Is intimacy okay if we truly love each other? Wouldn't God understand?

Full Question

I would like to provide some information on myself to help describe my situation. i was born into a catholic family and sent to sunday school, however never went to church becuase my family did not participate. I have always believed in God but recently i feel as if i have become 100X closer to him. I think its because recently someone close to me almost overdosed on pills and made me realize how short life can be sometimes. I feel as though my relationship with God is very strong and i pray everynight and feel as if he communicates back just to help me know he is with me at all times. The problem i have is that I have been with a girl for 5-6 years now and we love eachother more than anything in the world. I'm now 18 and we have had sex for about 2 years now. The odd thing is i feel okay with it because of these factors. In todays society its nearly impossible to get married until both people are 18 (she is 17) and i plan to marry her as soon as we are both of proper age, i would gladly ask her today without hesitation. I know it is not lust it is all about love and nothing else. I feel as though God would understand the situation I am in, and for this record this girl means almost everything to me and is not like some normal high school relationship where kids think theyre in love. I just wanted to know what you guys feel and think about this, i hope you dont look down on me for asking such an odd question im really just looking for answers.

Answer

Thank you for your honesty in describing your current situation. 

No one, not even God, looks down on you for asking questions about morality and sexuality. In fact it would seem, the close relationship you speak of with God is directing you towards a deeper understanding of Him. He (God) calls man to seek him, to know him, to love him with all his strength (CCC, 1). 

You declare that you love God and you love your girlfriend - these two loves should not oppose one another. Paraphrasing St. Aquinas, love is desiring the greatest good for the beloved (CCC,1766); we, as Christians, should understand the greatest good as the will of God. The question of love takes on a new and more serious meaning - do you desire the greatest good for your girlfriend? If so, the greatest good would not be sin, which separates us from God. 

Love demands truth. Sin is an offense against reason, truth, and right conscience; it is failure in genuine love for God and neighbor (CCC, 1849). Language is meant to convey truth - no one wants to hear a lie. The body has a language as well and is also meant to convey truth. Fornication (sex between an unmarried man and unmarried woman) is a lie and sin against authentic love and God. Chastity is what is required to love truthfully. Chastity orders our sexual desires and behaviors towards the truth of authentic love; chastity requires self-mastery. The alternative is clear: either man governs his passions and finds peace, or he lets himself be dominated by them and becomes unhappy (CCC,2339). 

Sometimes when we have repeatedly sinned over a long period of time, the "feeling" that it is wrong dwindles and I would guess this is why you feel having sex for the past two years is okay and further justify the actions with love. The problem with this is that despite your feelings, they do not make right what is wrong. Good intentions (such as mutual care/love) do not make behavior that is intrinsically disordered good or just (CCC, 1753). 
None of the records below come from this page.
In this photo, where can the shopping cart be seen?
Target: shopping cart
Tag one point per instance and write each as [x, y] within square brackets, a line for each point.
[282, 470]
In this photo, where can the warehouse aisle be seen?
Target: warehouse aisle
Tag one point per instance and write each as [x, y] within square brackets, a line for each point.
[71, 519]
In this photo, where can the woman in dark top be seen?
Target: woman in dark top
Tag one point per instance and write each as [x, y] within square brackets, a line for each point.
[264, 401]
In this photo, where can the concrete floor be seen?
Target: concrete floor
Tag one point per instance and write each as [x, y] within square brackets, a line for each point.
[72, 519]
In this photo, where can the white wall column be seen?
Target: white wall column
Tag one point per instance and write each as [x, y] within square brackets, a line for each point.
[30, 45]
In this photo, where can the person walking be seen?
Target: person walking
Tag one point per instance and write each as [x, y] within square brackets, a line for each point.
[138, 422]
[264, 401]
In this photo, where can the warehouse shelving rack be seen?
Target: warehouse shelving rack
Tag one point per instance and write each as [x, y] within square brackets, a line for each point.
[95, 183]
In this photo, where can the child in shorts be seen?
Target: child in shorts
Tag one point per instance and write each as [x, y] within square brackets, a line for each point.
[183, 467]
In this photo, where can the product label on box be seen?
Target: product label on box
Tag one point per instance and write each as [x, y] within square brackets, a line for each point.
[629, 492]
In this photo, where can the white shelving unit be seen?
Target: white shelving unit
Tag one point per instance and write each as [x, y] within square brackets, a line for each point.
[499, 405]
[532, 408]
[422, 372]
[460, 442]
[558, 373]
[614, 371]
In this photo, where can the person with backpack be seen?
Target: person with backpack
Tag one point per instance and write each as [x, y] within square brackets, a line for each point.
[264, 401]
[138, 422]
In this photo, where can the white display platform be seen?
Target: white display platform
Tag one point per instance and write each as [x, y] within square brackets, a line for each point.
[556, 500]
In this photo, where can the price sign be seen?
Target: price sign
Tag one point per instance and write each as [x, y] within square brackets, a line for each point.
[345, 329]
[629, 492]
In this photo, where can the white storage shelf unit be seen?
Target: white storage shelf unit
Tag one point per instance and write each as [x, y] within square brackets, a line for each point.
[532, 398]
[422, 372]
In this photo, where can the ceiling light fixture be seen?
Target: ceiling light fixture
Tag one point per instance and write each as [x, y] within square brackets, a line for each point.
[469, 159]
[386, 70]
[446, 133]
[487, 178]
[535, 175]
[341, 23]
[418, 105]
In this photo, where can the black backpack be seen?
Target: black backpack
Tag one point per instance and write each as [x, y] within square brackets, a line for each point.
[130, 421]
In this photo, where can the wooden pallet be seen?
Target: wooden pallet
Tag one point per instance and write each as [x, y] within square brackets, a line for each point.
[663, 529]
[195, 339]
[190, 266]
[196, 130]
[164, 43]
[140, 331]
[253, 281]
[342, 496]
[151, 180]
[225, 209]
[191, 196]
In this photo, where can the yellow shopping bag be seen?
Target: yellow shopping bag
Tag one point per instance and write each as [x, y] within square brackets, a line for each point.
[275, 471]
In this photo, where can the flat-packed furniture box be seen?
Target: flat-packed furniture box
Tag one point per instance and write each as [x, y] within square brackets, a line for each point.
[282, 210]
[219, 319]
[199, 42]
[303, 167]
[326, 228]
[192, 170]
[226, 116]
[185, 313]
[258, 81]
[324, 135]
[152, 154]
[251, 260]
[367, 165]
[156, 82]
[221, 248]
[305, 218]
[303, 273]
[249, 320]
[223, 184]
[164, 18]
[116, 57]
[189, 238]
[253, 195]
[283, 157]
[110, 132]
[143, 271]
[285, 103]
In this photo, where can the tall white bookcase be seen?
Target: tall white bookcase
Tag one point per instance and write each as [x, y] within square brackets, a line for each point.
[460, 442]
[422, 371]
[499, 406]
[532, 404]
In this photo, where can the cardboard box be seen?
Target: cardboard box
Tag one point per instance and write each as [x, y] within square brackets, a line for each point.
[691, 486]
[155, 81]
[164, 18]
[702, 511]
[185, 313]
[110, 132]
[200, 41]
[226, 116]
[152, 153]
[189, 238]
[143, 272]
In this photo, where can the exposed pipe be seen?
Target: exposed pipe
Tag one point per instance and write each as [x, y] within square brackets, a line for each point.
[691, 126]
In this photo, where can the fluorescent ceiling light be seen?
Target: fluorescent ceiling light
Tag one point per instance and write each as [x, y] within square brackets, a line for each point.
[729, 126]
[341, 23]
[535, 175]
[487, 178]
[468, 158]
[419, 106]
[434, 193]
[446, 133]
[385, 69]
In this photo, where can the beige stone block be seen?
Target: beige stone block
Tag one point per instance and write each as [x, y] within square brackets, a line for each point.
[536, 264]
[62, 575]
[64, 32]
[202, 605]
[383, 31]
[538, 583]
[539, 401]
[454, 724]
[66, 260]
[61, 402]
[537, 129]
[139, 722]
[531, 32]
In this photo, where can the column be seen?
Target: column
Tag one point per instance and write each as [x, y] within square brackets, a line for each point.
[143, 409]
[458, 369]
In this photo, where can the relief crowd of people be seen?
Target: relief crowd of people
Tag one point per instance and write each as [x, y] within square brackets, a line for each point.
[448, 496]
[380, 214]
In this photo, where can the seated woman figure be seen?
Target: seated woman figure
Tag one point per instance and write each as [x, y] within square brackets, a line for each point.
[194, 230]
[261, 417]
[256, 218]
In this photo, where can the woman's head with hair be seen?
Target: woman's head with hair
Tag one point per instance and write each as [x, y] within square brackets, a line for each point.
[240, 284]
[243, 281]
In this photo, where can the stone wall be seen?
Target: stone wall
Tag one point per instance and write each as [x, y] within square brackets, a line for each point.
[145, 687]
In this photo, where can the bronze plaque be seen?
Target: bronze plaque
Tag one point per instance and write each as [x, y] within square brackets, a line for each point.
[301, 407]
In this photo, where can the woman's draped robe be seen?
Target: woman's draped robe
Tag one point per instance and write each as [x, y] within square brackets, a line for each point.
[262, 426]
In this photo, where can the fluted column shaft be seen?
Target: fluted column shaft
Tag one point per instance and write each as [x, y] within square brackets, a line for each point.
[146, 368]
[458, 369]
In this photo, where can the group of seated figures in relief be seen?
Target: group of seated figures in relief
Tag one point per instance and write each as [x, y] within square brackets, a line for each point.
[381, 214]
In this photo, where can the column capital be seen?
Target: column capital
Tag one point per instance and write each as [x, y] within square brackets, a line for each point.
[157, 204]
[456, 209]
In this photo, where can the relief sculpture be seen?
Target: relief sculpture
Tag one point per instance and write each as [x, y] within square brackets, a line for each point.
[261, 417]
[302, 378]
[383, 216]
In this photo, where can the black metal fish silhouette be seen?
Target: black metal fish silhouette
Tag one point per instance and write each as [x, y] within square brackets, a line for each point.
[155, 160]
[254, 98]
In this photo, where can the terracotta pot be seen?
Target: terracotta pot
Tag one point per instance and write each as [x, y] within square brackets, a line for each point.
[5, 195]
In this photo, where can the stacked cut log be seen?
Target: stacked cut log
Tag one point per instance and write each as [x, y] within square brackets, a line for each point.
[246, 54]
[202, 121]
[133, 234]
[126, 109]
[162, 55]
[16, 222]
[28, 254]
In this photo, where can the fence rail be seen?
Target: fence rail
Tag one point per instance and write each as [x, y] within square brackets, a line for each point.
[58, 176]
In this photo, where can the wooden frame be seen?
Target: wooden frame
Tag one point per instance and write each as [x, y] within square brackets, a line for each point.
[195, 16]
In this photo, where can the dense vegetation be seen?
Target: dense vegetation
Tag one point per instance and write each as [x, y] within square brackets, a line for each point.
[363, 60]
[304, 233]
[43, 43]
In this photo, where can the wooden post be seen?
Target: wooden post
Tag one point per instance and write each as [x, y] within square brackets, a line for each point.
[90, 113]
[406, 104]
"It's an abuse of language to convey lies, and it can never be loving to do so. Two consenting adults who truly love one another and want to express that love through sexual intercourse are two adults who want to consent to marriage. Out of their love for one another, they won't speak the "language" of their bodies through intercourse until that language is an expression of their commitment they have already made in their wedding vows" (The Good News of Sex & Marriage, pg. 67). 

You stated that you "feel as though God would understand the situation". Thankfully, we do not have to assume God's thoughts on these matters. Jesus condemned fornication in Matthew 15: 19-20, St. Paul preaches that fornication is among the "works of the flesh" in Gal. 5:19-21, and fornication can lead to damnation in Eph. 5:5. St. Paul also states in Eph. 5:3-5 and Col 3:5 that immorality (Greek word for fornication) is contrary to the Christian discipleship. 

The fact that you see a problem is a beautiful grace from God. This grace has illuminated your conscience and will hopefully help you move away from sin and towards conversion. God desires you (and your girlfriend) to live in union with Him and his Commandments. Jesus said, "If you love me, you will keep my commandments" (Jn. 14:15). Our commitment to Christ is proved by works and not merely by words. By how you love yourself and others is how you prove love and commitment to Christ and his laws. Living the truth about our sexuality comes down to a question of faith. Do we believe the gospel or not? Do we believe Christ came to save us from our sins? 

Jesus calls us all to conversion, "to repent, and believe in the gospel" (Mk. 1:15). A deeper relationship with God undoubtedly means a deeper conversion. The mercy of Christ is unfathomable and never ending. No sin is too big for his mercy. 

I suggest you speak with a Priest about this, make a good confession and receive the mercy of Christ. Taking up a new, pure relationship with your girlfriend will mean avoiding situations where you two are tempted to sin. Also, praying with your girlfriend for purity is a must in this battle over the flesh.